In the session, I walked through the evolution and mechanics of logical replication in PostgreSQL—starting with a quick overview of replication concepts, then diving into logical replication slots, failover and switchover strategies, and ultimately exploring how PostgreSQL 17 introduces native support for failover slots, including configuration tips, synchronization methods (both manual and automatic), and the steps needed to ensure your setup is failover-ready.

Let's get to the details: Ensuring High Availability of Logical Replication in PostgreSQL 17 with failover logical slots
Below, you'll find the slides from my presentation at PGConf India 2025.

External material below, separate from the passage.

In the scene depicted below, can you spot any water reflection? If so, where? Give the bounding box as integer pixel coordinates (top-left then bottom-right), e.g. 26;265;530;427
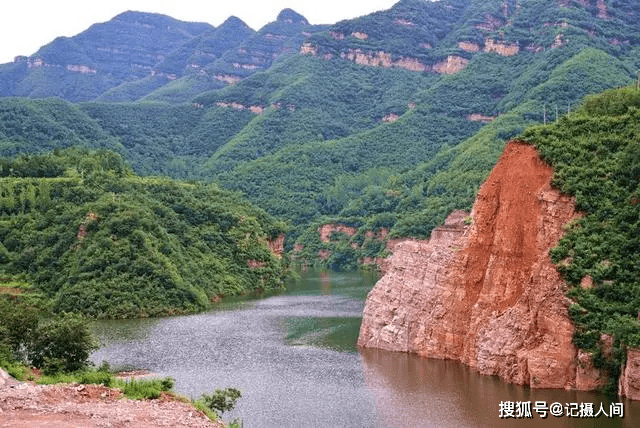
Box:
92;269;640;428
360;349;639;428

Failover Logical Slots - Ensuring High Availability of Logical Replication in PostgreSQL 17
Nisha Moond
Application Developer
Fujitsu

Agenda
- Logical Replication overview
- Logical Replication slots
- Failover & Switchover basics
- Switchover in PostgreSQL16
- Synchronization of Logical Replication slots
- Configuring failover slots in PostgreSQL 17
- Synchronization methods: manual & automatic
- Steps to ensure failover readiness
- Switchover in PostgreSQL 17
- Summary

Logical Replication in PostgreSQL
- Replicates changes at the logical level instead of raw data blocks.
- Uses publish-subscribe model:
- Publisher - Defines the set of changes to replicate
- Subscriber - Receives and applies the changes
- Uses WAL decoding to extract changes without copying entire database files.

Logical Replication slots
Replication slots holds all required information for seamless replication of the data
- Provides a way to ensure publisher does not remove WAL files, required by the downstream.
- Two types:
- Streaming Replication slots
- Logical Replication slots
- Logical slots contain an output plugin, used by logical decoding.

Example of a slot
postgres=# SELECT pg_create_logical_replication_slot('logical_slot', 'test_decoding');
pg_create_logical_replication_slot
------------------------------------
(logical_slot,0/702E8F8)
postgres=# SELECT * FROM pg_replication_slots;
slot_name | plugin | slot_type | database | active | active_pid | xmin | restart_lsn |
--------------+---------------+-----------+----------+--------+------------+------+-------------+
logical_slot | test_decoding | logical | postgres | f | | | 0/702E8C0 |
...
confirmed_flush_lsn | wal_status | safe_wal_size | two_phase | invalidation_reason |
---------------------+------------+---------------+-----------+---------------------+
0/702E8F8 | reserved | 16586240 | f | |
...

Failover / Switchover of a node
- Failover- The process of automatically switching to a standby server if the primary server fails, ensuring continuous availability and minimal disruption
- Switchover - The planned and manual process of switching the standby server to primary server, ensuring a smooth transition without data loss and minimal downtime
- When a failure or switchover happens, high availability of cluster is ensured by making the standby node as primary as quickly as possible
- The time taken in the process is called downtime.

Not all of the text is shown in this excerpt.